The achingly beautiful DBS, the third new vehicle under the Second Century Plan, was designed to compete with the Ferrari Portofino and Bentley Continental GT. Matt Becker, Aston's chief engineer, said the DBS, with its twin-turbo 5.2-liter V12 engine and eight speed automatic transmission, was an engineering feat for his team. With a starting price of $304,000, the DBS had to handle "really well" and offer a high level of comfort even with the extreme power under its hood: 715 horsepower, a top speed of 211 mph and a 0-62 mph time of 3.4 seconds (3.6 seconds for the Volante version).
"One of the biggest challenges with a car like this was making it cool," Becker told ABC News in June at a test drive for the DBS Superleggera Volante. "There is a lot of energy under the bonnet."
He added, "This car ticks all the boxes -- sounds great, rides well, steers well -- it feels very stable at high speeds."
Becker encountered all new challenges when he was tasked with the DBX, which Palmer has called “perhaps the company’s most important car ever.”
"The DBX is a completely new car," Becker said. "It was the company's biggest focus."
Management wants the DBX to do what the Urus and Bentayga have done for Lamborghini and Bentley: attract new customers and generate enthusiasm with young and old drivers alike.
The decision for Aston to wade into the highly-competitive SUV space can pay off if executed correctly, according to Mark Wakefield, managing director at AlixPartners’ automotive practice.
“The product has to live up to customer expectations,” he told ABC News. “The ‘specialness’ and exclusivity of the brand has to be protected.”
With SUVs accounting for 58% of the U.S. luxury vehicle market in 2018, automakers see SUVs as “more stable” vehicles in terms of sales, which can lead to higher volumes, he noted.
But, “it’s getting harder to make an SUV stand out,” Wakefield conceded. “The SUV cannot just cash in on the brand’s name.”
Nurnberger said the DBX will impress customers with its handling and agility. The design team had one important request to engineers: keep the classic grill intact.

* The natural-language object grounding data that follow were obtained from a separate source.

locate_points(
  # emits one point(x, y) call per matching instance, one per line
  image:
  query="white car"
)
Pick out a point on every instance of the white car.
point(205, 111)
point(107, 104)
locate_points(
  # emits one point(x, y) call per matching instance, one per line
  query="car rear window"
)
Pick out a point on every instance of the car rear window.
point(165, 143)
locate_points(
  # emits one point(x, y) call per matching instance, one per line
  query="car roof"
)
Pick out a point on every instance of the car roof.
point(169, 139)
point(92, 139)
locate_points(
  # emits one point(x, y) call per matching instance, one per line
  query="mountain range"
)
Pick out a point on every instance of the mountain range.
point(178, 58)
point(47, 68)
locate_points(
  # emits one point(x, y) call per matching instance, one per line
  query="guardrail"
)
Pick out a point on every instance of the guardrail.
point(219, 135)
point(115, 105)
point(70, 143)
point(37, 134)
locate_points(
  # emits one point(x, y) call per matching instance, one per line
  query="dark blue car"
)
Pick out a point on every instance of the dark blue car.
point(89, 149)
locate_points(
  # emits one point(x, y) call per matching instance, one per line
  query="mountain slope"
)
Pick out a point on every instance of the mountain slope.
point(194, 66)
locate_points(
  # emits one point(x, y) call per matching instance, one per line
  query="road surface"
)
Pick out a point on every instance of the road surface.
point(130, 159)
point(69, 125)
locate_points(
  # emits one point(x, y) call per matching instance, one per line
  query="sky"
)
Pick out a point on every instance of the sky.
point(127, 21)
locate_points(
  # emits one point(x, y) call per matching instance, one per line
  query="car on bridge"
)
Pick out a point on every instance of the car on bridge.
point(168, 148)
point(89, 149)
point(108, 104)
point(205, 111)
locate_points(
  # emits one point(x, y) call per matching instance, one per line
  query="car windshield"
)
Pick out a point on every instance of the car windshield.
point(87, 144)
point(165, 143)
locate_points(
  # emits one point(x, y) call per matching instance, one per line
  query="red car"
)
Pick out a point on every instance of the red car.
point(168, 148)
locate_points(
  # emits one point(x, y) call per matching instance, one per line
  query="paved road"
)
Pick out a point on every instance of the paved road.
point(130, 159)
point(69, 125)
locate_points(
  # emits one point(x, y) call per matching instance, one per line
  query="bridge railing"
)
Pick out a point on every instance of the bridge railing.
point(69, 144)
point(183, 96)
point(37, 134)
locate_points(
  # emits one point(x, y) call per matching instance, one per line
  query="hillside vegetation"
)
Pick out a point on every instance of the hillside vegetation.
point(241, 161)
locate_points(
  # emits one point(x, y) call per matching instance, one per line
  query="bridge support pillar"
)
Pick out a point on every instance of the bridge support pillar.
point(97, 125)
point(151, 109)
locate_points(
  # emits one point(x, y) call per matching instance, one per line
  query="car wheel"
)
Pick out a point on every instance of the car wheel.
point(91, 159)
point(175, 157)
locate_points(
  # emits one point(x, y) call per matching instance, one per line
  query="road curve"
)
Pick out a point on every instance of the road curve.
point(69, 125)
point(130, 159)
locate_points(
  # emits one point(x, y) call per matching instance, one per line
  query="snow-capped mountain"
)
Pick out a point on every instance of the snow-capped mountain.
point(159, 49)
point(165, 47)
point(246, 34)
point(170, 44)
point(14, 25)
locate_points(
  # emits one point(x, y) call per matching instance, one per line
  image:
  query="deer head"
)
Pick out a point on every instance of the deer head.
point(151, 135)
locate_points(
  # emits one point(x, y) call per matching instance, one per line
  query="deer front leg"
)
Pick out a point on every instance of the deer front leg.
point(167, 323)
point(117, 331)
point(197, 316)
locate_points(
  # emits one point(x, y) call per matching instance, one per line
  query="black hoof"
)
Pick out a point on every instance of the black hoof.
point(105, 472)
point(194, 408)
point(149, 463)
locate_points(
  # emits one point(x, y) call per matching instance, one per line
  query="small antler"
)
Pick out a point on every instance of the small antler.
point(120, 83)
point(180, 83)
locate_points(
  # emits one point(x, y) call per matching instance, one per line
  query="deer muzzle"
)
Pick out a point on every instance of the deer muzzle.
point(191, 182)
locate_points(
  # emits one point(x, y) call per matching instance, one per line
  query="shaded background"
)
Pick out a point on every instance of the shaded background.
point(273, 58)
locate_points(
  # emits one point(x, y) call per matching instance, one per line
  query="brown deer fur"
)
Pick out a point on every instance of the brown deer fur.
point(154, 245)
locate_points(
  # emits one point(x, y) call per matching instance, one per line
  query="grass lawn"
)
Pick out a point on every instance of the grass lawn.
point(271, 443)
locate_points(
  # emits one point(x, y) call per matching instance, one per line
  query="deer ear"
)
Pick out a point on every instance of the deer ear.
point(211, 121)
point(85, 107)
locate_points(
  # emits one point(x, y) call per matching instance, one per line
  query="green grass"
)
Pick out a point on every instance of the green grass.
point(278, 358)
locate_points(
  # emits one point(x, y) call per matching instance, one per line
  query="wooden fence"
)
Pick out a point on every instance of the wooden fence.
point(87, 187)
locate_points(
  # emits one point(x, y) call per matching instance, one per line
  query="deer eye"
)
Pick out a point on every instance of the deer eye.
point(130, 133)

“Look at the amount of sculpture -- see the muscles of this car pop,” he said. “This for me is actually a GT car because you can drive it like a Vantage. It’s a high performance SUV, absolutely.”
Nurnberger said he and the other designers are already planning for the future, including the possibility of a plug-in hybrid SUV. But first the DBX needs to make its grand -- and long-awaited -- entrance.
“The DBX is just the next step for Aston Martin,” Nurnberger said. “In the beginning it was a lot of hard work. But it’s a truly new segment. And that’s super exciting.”